Inertial and electromagnetic aspects of matter induced from five-dimensional general relativity

Abstract

In this thesis, we examine the inertial and electromagnetic properties of matter induced from a five-dimensional Kaluza-Klein-type extension of General Relativity (referred to as "Induced Matter" theory). The research presented here consists of six exact solutions of the 5D vacuum field equations, representing three different physical configurations, which are analyzed for their inertial and electromagnetic properties (using, for the first time from within the Induced Matter formalism, a charged, imperfect fluid model).

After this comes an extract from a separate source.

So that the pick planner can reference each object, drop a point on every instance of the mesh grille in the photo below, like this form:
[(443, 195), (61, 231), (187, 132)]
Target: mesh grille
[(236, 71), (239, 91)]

The first two solutions represent spherically-symmetric charge distributions, describing what, in the appropriate limit, would be charged 'particles'. The next two solutions represent axially-symmetric 'magnetized' distributions, describing 'wires' carrying currents with axially-symmetric magnetic fields. The final two solutions are conformally flat solutions (5D conformally flat and 4D conformally flat in a 5D manifold) representing cosmological distributions. (Specifically, their 4D interpretations are that of de Sitter space.)

We also correct a previous error made in the analysis of the Liu-Wesson class of 5D charged solutions, recently published in ref. [2]. Specifically, that class of solutions was thought to represent charged radiation, whereas it actually represents 'nonradiative' fluid. The inertial (and electromagnetic) properties of the Liu-Wesson class are calculated here for the first time.